FUTURE OF THE SHOW: Rachael Brown, Riley Orphant and Riley Brown with Shaddy and Rose at the Goomeri Show on Saturday . Marguerite Cuddihy

Will the Goomeri Show go on?

BEFORE the decent fall of rain a fortnight ago, the Goomeri Show Society was worried the show wouldn't go on.

It's Lyle Hasselbach's second year as show president, and he said the title came with its own set of rewards and challenges.

"It's not easy.

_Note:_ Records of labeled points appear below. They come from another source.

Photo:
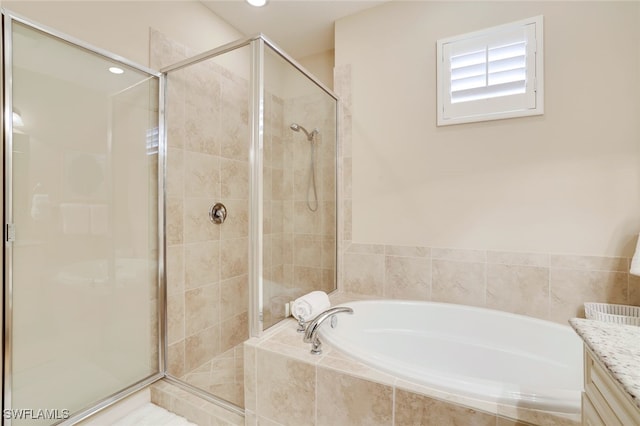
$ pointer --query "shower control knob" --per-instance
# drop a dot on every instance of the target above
(218, 213)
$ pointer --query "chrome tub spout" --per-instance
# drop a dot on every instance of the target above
(311, 333)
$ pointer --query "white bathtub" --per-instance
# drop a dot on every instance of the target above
(479, 353)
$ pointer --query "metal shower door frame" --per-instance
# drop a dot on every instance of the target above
(8, 18)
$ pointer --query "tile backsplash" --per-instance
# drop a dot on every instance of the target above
(547, 286)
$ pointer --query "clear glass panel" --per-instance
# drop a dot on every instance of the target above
(299, 187)
(85, 210)
(207, 266)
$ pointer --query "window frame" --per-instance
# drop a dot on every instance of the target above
(494, 108)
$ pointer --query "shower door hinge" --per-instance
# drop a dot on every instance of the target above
(11, 232)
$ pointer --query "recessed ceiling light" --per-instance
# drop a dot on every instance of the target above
(17, 119)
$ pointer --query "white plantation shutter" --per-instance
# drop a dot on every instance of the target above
(491, 74)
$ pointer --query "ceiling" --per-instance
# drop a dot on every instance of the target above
(301, 27)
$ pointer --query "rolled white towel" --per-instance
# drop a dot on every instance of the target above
(635, 260)
(310, 305)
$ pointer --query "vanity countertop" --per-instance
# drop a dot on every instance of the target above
(618, 349)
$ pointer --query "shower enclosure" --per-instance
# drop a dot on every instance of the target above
(237, 120)
(154, 220)
(82, 214)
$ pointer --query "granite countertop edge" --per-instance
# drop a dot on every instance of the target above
(618, 349)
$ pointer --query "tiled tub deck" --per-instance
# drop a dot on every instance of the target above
(286, 385)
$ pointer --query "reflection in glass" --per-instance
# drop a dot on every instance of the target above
(299, 187)
(85, 205)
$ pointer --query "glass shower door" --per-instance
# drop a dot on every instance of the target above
(81, 194)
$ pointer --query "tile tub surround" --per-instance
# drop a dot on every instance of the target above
(207, 272)
(617, 347)
(191, 407)
(553, 287)
(286, 385)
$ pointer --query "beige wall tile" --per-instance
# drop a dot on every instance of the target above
(197, 225)
(524, 259)
(347, 207)
(175, 269)
(347, 400)
(201, 175)
(175, 227)
(328, 212)
(201, 347)
(175, 359)
(202, 308)
(233, 258)
(458, 282)
(307, 251)
(347, 164)
(175, 172)
(413, 409)
(304, 220)
(407, 278)
(175, 318)
(234, 177)
(571, 288)
(460, 255)
(234, 294)
(237, 223)
(366, 248)
(519, 289)
(407, 251)
(249, 377)
(307, 279)
(364, 274)
(277, 217)
(202, 263)
(285, 389)
(590, 263)
(234, 331)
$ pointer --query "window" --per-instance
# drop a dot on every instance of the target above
(491, 74)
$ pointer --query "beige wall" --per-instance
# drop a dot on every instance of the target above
(565, 182)
(321, 66)
(122, 27)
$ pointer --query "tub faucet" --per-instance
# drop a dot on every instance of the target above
(311, 333)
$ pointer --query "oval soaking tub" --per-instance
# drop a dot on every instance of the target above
(475, 352)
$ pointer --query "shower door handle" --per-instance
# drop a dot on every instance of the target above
(218, 213)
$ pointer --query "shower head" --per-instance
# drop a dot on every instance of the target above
(296, 128)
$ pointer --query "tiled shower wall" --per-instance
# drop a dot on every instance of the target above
(543, 285)
(299, 244)
(207, 162)
(207, 268)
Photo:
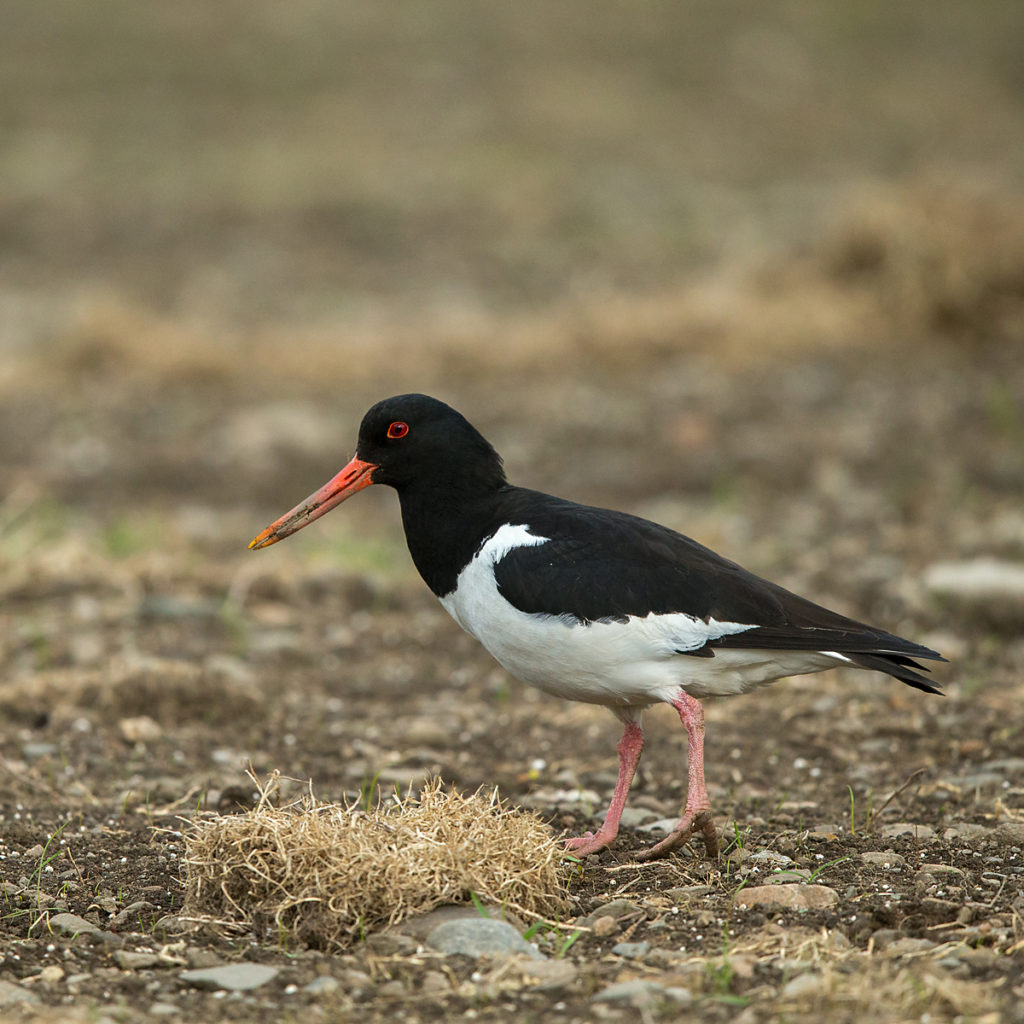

My favourite part is seeing the event come together and be a success," he said.

"The biggest challenge is that the community doesn't show a lot of support."

Mr Hasselbach said the show wasn't about the committee, it was about the community.

"If the community doesn't come to support us, there may not be a show, just bear that in mind and spread it around.

"We are one of the few show societies that owns their own grounds," Mr Hasselbach said.

"So we have no major costs, but the rates and insurance alone is $15,000.

"We made a decision to run one event last year and not another, and we were told the community didn't like it.

"The New Year's Eve rodeo brings 1000-1500 people to town."

"And all the horse and cattle exhibitors here at the show, 80 per cent of them crossed the street to buy breakfast at the servo this morning."

"If they each spend $20-$50 in the town, that's a big economic shot into the town's arm."

"We run events to bring people to town, but we need the community to support us so we can support them, or we may not be here."

"That will be a major economic loss and I'd hate to see that happen."

Mr Hasselbach said the year after Beef in Rockhampton usually meant a quiet cattle showing.

"Considering that and the dry, I couldn't believe how many entrants we had - nearly 100 stud cattle and 50 prime cattle," he said.

"A week ago I thought we'd only have five.

"It's dry out there, especially around Tansey where a lot of our produce comes from," he said.

"I think the rain's made people feel a lot better.

"The cooking, the fine art and farm produce exhibits have all been great.

"The volunteers and exhibitors have done a great job too, without them, we don't have a show."

During the opening of the show Gympie councillor Glen Hartwig said Goomeri was the heart of the region.

"I know some of you think the council forgets about you guys but not all of us do.

"Some of us grew up on farms and we know how tough it is," he said.

"And when we can get the regions like Goomeri and Kilkivan to grow, Gympie grows automatically."